Regardless of how the crisis is eventually resolved, and from whatever low point we must begin, it is the medical school professors who bear the crucial responsibility for training and education. The question remains: what will be the foundation upon which medical school professors stand? According to the annual graduation survey conducted by Yonsei University College of Medicine, students opting for so-called “essential medical specialties” primarily cited personal values and preferences as their reasons for their choice, a trend consistent across both popular and essential specialties. However, those drawn to essential specialties demonstrated a higher commitment to aligning their career choices with their values. These students acknowledged the challenges of opening a private practice, the uncertainty of income, and the lower social prestige associated with essential medical fields. Despite these obstacles, they expressed a strong inclination to pursue these fields [17]. Regrettably, the recent medical crisis has led to a sharp decline in the number of students choosing essential medical specialties, with a significant drop in those seeking residency training. Furthermore, those still interested in essential fields are now considering training opportunities abroad [18]. Government policies aimed at bolstering medical personnel in essential fields and developing regional healthcare systems have made it increasingly difficult to secure specialists in these areas. This abyss is the starting point for medical school professors.

Therefore, we must prepare for future education and training, which at a minimum involves initiating a discussion. If some residents return without a plan to enhance their training, we will inevitably fall back into our old ways due to a lack of preparation. In such a scenario, it is predictable that residents will express their frustration, remarking, ‘See, nothing has changed at all.’ Currently, medical school professors are overwhelmed, and it is unclear which solutions should be implemented. However, even in the absence of immediate solutions, it is crucial that we confront and discuss these issues.

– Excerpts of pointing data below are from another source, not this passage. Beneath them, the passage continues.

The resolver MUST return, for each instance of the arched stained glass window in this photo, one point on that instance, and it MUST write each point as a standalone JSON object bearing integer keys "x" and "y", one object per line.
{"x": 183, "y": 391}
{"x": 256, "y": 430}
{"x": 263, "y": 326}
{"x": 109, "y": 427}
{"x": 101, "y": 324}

8. We must confront reality by testifying

Even though the statements from medical school deans and professors did not cause a public uproar, the universities and faculty members faced significant pressure from relevant government departments after voicing their opinions. University leaders were particularly worried that their involvement in national projects might be jeopardized. It would be more precise to say that they became apprehensive. While no one publicly acknowledged this pressure, it was undeniably a concern for university authorities. The autonomy of universities, along with the academic and research freedom that higher education institutions should possess, are essential for the growth and sustenance of scholarship and education. However, in light of the 2024 medical crisis, it is imperative to reevaluate whether Korean universities truly enjoy sufficient policy autonomy and academic freedom.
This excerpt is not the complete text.